■ホーム大敗にサウサンプトンがとった大胆な方策

 2019/20のイングランド・プレミアリーグで最もショッキングだった試合は、10月25日に行われた第10節、吉田麻也がフル出場したサウサンプトンがホームで0-9という信じ難いスコアで大敗したものだ。前半10分に先制された直後にMFバートランドが退場となり、前半だけで5失点。後半もサウサンプトンはなすところなくレスターの攻撃にさらされ続け、4失点を重ねた。この敗戦でサウサンプトンは「降格圏」の18位に落ちた。

 危機的な順位よりも、ホームでのふがいない敗戦を重く見たクラブは、思い切った手を打った。オーストリア人監督のラルフ・ハーゼンヒュットルを解任したわけではない。選手やチームと話し合い、試合当日、10月25日分の選手とスタッフの給料をそっくりチャリティーに寄付することにしたのだ。ただの0-9ではない。「ホームでの0-9」というところを、誰もが非常に重く考えたのだ。

 直後、マンチェスター・シティと戦ったリーグカップとプレミアリーグの2連戦(いずれもアウェー)は連敗に終わったが、1-3、1-2とガッツあふれる内容のある試合を展開し、0-9のショックを払拭した。そしてシーズンの残り14のホームゲームの成績は6勝2分け6敗。「ホーム勝率」は約43%、「ホーム勝ち点率」は約45%。ファンを喜ばせるに十分な成績とした。

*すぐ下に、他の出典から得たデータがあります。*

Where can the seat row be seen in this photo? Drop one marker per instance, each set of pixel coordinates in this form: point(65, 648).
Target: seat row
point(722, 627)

 第10節終了時でホームでは1分け4敗と勝ちがなく、アウェーを合わせても勝ち点がわずか8だったプレミアリーグの残り28試合で、サウサンプトンが記録した勝ち点は44。合計勝ち点を52として11位に躍進したのである。そしてこの44勝ち点は、10月25日にホームのセントメリーズ・スタジアムでサウサンプトンを蹂躙したレスターの42を上回るものだった。

「ホームでも強くない」は、けっして「日本サッカーの文化」ではない。アウェーチームが積極的になっている今季、ホームゲームをもっともっと重く考え、勝つことだけにフォーカスする――。それぞれのクラブがより明確にそうした態度を取り、準備をすることが必要なのは間違いない。それによって、それぞれの試合の緊張感も増し、Jリーグのレベルアップにもつながるはずだ。